【監督】ジャン=ピエール・ジュネ/マルク・キャロ
【出演】ロン・パールマン/ジュディット・ヴィッテ/ドミニク・ピノン /ジャン=クロード・ドレフュス/ダニエル・エミルフォルク
【個人的評価】★★★★★
【あらすじ】主人公 ミエットは、港町に住む少女。彼女は街の子供スリグループのリーダーとして、誘拐された怪力男 ワンの弟 ダンレーを救出するために一つ目族と戦う。
悪夢的な童話物語のような要素のある映画
ジャン=ピエール・ジュネ監督は、友人のマルク・キャロと共同で映画製作をするようになり、1991年「デリカテッセン」で長編映画監督デビューしています。のちに、「アメリ」で世界的なヒット作を送り出し、ブラックユーモアと独特なキャラクター作りで定評のある監督です。
ロン・パールマンは、学生時代に父親から俳優の道を勧められ、1981年「人類創世」で俳優デビューしています。特徴的な体格と風貌で、ジャン=ピエール・ジュネ作品に数多く出演しています。
ジュディット・ヴィッテは、10歳の時に本作のオーディションに受かり、女優として出演しますが、考古学者か建築家になる夢があり、俳優としての活躍は2020年現在は行っていません。
本作の衣装デザインは、ジャン=ポール・ゴルチエが担当しており非常にかわいらしいデザインでもあり独特なデザインでもあり、この映画の世界観に非常にマッチしています。
音楽は、アンジェロ・バダラメンティが担当しており、デヴィッド・リンチの映画の音楽をよく担当されているので、印象としてはやはり、リンチの世界観を感じます。
物語は、独特の雰囲気のある港町で発生した事件を主軸に、奇妙な登場人物たちが誘拐事件を解明するために活躍するストーリーです。
一見、アート系な映画に見えますが、監督自身の趣向でもあり、情報量の多いコントラストの効いた映像が特徴です。
誘拐事件の究明をいうところが、本筋でもありますので、複雑なストーリーではありません。
ただし、登場人物と独特な映像を考えると複雑そうな物語として取られても仕方ないところかもしれません。
本作の魅力は、ミエットが超絶にカワイイところであり、10歳にしてすでに大人の魅力をも兼ねる美貌があることです。
カワイイと美人という要素なだけに本作の主人公にぴったりな印象になります。
他にも体型が小さな人や独特な顔の人などが登場することで、誰が誰なのかを見失うことは少ないです。
サンタクロースがやってくる悪夢については、非常に演出が良く、大人でも多少トラウマになりそうな演出がされています。
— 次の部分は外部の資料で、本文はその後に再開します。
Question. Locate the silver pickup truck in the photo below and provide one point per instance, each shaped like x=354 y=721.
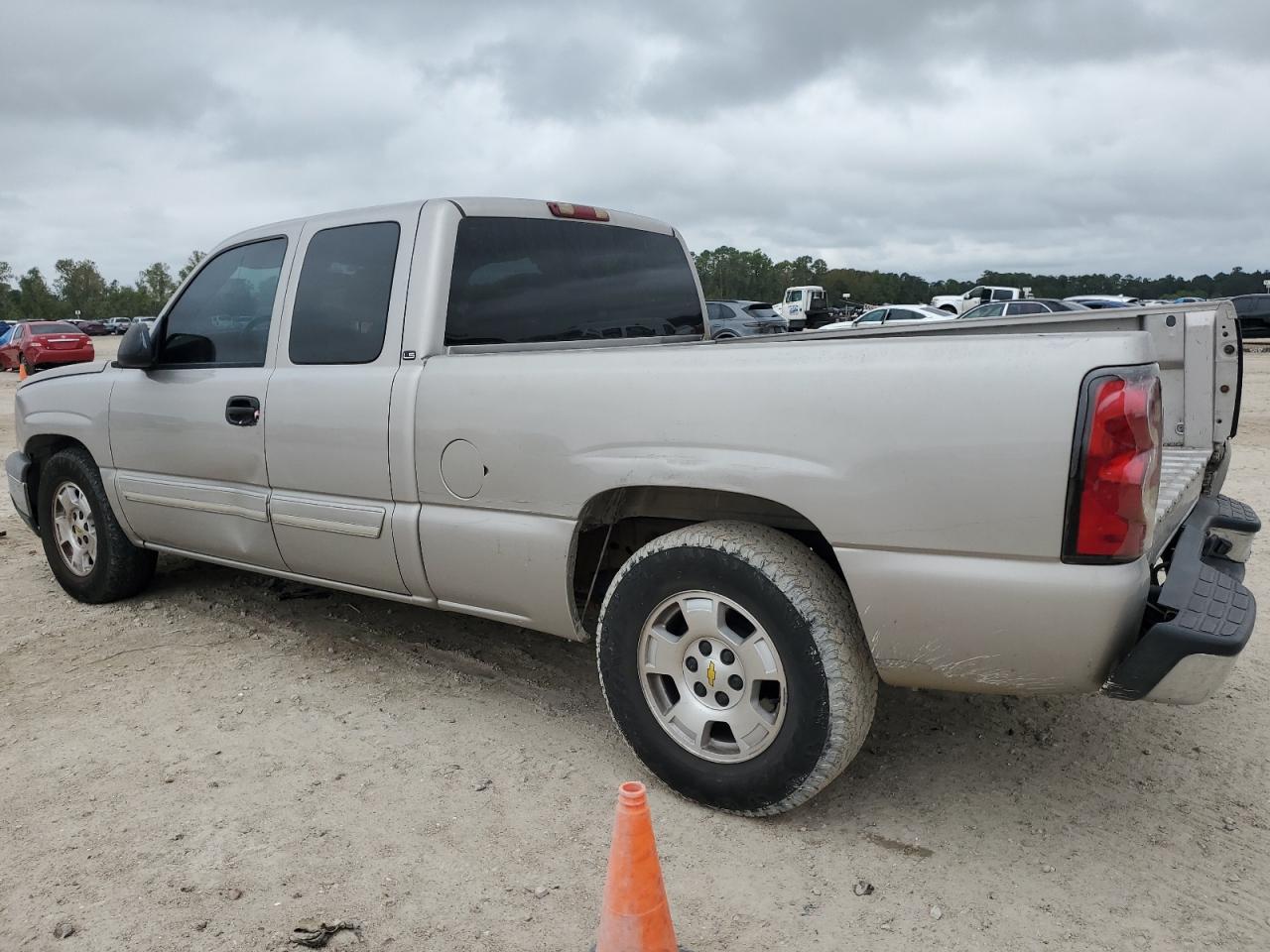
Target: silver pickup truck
x=512 y=409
怖いというよりも、奇妙という表現が適しています。
特筆すべきは、音楽とノミ。
このノミに刺されてしまうととある音楽を聴いてしまうことで洗脳されてしまうというもの。
ノミの視点での映像も面白く、映像のこだわりを感じます。
個人的に最も好きなのは、ミエットの涙から連鎖する危機の脱し方があり、ピタゴラスイッチのように様々なことが連鎖し、流した涙から相手を倒してしまう演出はこの映画の奇妙さだからこそできるところでもあります。
他にもマッドサイエンティスト的な奇妙さもあり、こう言った要素がツボな人にはオススメできる作品です。
悪夢的な童話物語のような要素のある映画でもあり、まずはミエットがカワイイと思えるなら、それをきっかけに鑑賞してみるのがよいのかもしれません。